Damnare Currunt Pila (They Run the Damn Ball)
Long time readers since two days ago will know that I correctly picked Super Bowl LIX, that I predicted a blow out in favor of the Eagles, and that I implied Saquon Barkley would be the key to their victory. I was right on all three counts.
“But wait, Dan,” you might be saying, smirking and stroking your chin because you think you’ve come up with a very clever counterpoint, “Barkley only ran for 2.3 yards per carry. I would hardly call that key to victory.”
WRONG. Not only is that wrong, it’s the worst kind of wrong. It’s wrong with a capital-W, capital-R, capital-O, capital-N, and a capital-G.
The Kansas City defensive game plan was to take away the Eagles run game and dare them to win in the air. They were going to zig where everyone else has been zagging; rather than play with six men in the box (a very technical term for “near the line of scrimmage”), they played virtually every snap with seven. Sometimes they even went with eight. This hamstrung what they could do in pass coverage.
It’s hard to figure out exactly what teams are doing in the secondary because broadcast angles focus so much on the quarterback, but from what I could tell, it looked like the Chiefs were mostly running Cover 1, which is a fancy way of saying “man-to-man with one deep safety.”
That’s a perfectly acceptable coverage but it’s not going to hack it when the receivers you’re trying to cover include a three-time Pro-Bowler (AJ Brown) and the only wide receiver to win the Heisman Trophy in almost 35 years (DeVonta Smith). It’s a very easy decision tree for Philadelphia quarterback Jalen Hurts. He can just throw it to the star wide receiver on the side of the field the single deep safety isn’t covering.
This wasn’t the only way the Chief’s fixation on Barkley affected their play. It also rendered them vulnerable to read options. This, for the uninitiated, is a running play where the offensive line will block everybody you’d expect them to except one guy. That one guy will realize he’s unblocked just as the quarterback is starting to hand the ball off to the running back.
If that one guy makes a beeline for the halfback, the QB will yank it and scurry away like the roadrunner on crack. If that one guy freezes because he’s seen this movie before and doesn’t want the QB to scurry away like he’s the roadrunner on crack, the QB will hand it off to the halfback, who will then scurry away like he’s the roadrunner on crack.
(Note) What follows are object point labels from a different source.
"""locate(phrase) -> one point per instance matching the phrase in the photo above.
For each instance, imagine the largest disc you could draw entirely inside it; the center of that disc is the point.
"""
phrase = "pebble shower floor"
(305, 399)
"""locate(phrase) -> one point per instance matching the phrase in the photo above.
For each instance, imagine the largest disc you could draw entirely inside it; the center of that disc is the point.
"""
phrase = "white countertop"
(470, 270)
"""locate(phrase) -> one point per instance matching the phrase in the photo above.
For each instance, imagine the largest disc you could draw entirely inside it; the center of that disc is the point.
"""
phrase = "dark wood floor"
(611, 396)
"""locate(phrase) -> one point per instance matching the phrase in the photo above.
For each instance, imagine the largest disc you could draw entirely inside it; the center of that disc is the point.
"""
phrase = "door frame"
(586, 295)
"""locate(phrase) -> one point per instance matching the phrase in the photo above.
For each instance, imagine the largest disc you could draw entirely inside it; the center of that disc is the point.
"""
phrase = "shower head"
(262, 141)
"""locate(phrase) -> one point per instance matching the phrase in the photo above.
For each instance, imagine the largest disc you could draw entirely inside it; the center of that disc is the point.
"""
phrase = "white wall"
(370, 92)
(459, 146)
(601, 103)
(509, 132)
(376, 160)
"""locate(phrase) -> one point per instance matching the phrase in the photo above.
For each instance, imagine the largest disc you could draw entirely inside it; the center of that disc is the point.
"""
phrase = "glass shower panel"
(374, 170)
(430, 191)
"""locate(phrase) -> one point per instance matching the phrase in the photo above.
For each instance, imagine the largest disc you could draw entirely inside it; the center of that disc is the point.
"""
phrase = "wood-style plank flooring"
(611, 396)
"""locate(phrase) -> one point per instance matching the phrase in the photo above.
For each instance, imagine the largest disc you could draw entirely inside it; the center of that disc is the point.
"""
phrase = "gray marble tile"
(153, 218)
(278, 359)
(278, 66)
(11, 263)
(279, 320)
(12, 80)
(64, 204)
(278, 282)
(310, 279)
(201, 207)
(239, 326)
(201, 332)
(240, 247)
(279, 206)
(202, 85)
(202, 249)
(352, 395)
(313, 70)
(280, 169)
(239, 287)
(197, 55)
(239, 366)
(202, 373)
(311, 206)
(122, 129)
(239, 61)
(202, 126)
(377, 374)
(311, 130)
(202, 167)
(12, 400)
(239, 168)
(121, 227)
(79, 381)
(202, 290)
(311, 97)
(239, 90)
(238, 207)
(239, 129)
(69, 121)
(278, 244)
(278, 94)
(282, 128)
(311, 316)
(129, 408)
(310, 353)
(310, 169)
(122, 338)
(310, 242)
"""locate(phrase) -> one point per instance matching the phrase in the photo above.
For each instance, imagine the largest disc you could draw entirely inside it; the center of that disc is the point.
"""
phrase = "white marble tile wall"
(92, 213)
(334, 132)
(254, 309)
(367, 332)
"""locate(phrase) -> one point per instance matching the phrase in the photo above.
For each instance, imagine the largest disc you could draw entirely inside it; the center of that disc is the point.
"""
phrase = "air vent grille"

This was only possible because of how afraid the Chiefs were of Barkley, but frankly, the offense wasn’t what won the Eagles their Vince Lombardi trophy. It was largely the defense, who put in an all-time great performance.
That’s not hyperbole. They held the Chiefs to six points until the last two minutes of gametime, during which Kansas City scored two touchdowns to make the final a deceptively respectable 40-22. The Chiefs sudden explosion wasn’t because their offense was finally clicking, it was because the Eagles had it in the bag, knew it, and were phoning it in like office workers on the Friday before Christmas.
To find a defensive performance comparable to what the Eagles pulled off last night, you have to go back to 1990, when George H.W. Bush was President of the United States, Stevie Ray Vaughan was alive, and the 49ers stuffed the Denver Broncos into a lock to the tune of 55-10. San Francisco did this with over 300 yards through the air, but also with 144 on the ground while holding the Broncos to 167 yards total.
So long as football is a being played, smashmouth, grind it out, running attacks are going to have a place in the sport. The running back is not an afterthought, it’s a key component of success. The impact can be felt even if he’s being held to 2 yards per carry. Neglect it at your own peril.